Otra ironía es que el kirchnerismo acusa al ex jefe de Gabinete, mientras todavía están en el Gobierno Julio De Vido o el secretario de Obras Públicas, José López, ambos con formales denuncias judiciales sobre corrupción. Dos actuales funcionarios, procesados junto con Capaccioli, continúan en la administración de Cristina. Sucede algo parecido con Gerónimo Venegas. El líder del sindicato de los peones rurales no es seguramente ajeno al uso del sistema de las obras sociales por parte de los dirigentes gremiales, aunque hay que reconocer que Venegas provoca solidaridades en muchos dirigentes políticos del peronismo. Los supuestos pecados de Venegas colocaron en el corredor de la muerte a toda la dirigencia sindical. De ahí la improcedente presión gremial sobre la Justicia; nunca debió haber piquetes ni explícitas amenazas.
La pregunta que debe hacerse es por qué Venegas, un duhaldista duro y decidido, fue encarcelado sin ninguna garantía previa. Hugo Moyano tiene dos causas abiertas en poder de dos jueces por el manejo de las obras sociales de los camioneros, pero nunca fue siquiera citado a declarar. Oyarbide jamás ordenó la detención de Ricardo Jaime y hasta le permitió salir del país a fines del año pasado; la carga de las pruebas sobre Jaime es ya insoportable para el ex funcionario y para el propio juez.
El juez tiene facultades para apresar a un sospechoso sin llamarlo a indagatoria previa, pero sólo si cuenta con enormes pruebas y tiene dudas fundadas de que podría fugarse. No parece ser el caso de Venegas, porque el propio fiscal de la causa pidió de inmediato su excarcelación. La indagatoria es, después de todo, el derecho a la defensa que todo ciudadano tiene ante la Justicia. Ni aun en los casos más patéticos un juez debe olvidar que la República ha puesto en sus exclusivas manos el derecho a decidir sobre la libertad de las personas.
Venegas lleva a Duhalde como Alberto Fernández conduce a Scioli. Duhalde podría ser un arquitecto político de la candidatura presidencial de Scioli o de la de Mauricio Macri, si se convenciera de que otro está en mejores condiciones que él de batir al kirchnerismo. Scioli ha sido maltratado en los últimos días como un anticristo, las colectoras fueron autorizadas por la propia Presidenta y por una letanía coral de cristinistas, y el kirchnerismo marginal (Luis D\’Elía, Emilio Pérsico, Carlos Kunkel) lo azotó en público.
Hay dos alternativas posibles: o Cristina decidió emprender el camino de su candidatura a la reelección, eliminando a su posible delfín, o está obsesionada con disciplinar al delfín mientras decide qué hará ella.

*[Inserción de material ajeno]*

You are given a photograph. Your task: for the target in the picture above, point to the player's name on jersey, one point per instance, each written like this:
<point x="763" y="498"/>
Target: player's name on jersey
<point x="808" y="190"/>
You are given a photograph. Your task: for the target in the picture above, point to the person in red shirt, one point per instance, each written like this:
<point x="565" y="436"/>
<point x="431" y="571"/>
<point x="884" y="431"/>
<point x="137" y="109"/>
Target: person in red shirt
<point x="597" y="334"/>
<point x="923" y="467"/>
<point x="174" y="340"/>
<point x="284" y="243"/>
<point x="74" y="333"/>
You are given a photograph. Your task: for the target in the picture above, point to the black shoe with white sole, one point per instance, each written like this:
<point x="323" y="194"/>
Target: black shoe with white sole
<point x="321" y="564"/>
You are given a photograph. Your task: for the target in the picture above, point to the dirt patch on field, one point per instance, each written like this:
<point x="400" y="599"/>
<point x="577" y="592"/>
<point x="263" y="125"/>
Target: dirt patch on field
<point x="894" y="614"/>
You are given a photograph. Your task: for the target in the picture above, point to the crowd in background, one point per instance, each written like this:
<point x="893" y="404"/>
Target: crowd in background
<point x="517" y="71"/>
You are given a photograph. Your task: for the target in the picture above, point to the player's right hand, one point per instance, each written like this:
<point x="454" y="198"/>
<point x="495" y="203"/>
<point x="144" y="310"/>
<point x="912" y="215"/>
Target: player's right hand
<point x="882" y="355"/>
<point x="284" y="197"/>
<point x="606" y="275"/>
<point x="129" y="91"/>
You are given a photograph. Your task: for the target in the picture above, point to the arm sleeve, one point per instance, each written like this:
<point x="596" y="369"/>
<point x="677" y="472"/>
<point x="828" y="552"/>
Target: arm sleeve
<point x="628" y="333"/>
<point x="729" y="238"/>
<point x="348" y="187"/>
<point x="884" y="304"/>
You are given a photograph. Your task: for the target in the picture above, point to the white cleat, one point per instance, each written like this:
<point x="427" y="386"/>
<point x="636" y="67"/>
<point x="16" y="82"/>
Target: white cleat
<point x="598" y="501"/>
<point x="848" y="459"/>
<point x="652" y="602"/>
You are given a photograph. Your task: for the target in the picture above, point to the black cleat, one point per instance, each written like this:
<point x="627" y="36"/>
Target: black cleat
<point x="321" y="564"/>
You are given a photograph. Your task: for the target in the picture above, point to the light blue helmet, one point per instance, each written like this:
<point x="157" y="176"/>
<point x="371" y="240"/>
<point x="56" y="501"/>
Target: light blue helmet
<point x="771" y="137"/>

Lo cierto es que a Scioli le están cerrando todas las puertas. El gobernador tampoco tiene muchas opciones: o acepta el encierro (y la posibilidad de la derrota provincial) o se aleja sin retorno del kirchnerismo con su propio proyecto presidencial. En ese fárrago se encierra el núcleo de la guerra.
El peronismo cree, como siempre, que el poder es un derecho divino. No fue así en 1983 ni en 1999, cuando las luchas internas del partido terminaron en gobiernos no peronistas. Jugar con causas judiciales en las que se investigan dinero negro, crímenes y corrupción sindical y política es acercarse demasiado al fuego. Una derrota podría esconderse detrás de las dispersivas colectoras.
Parece una guerra, como escribió Silvina Ocampo, cuyas metas los guerreros alcanzarán cuando ya las metas sean otras.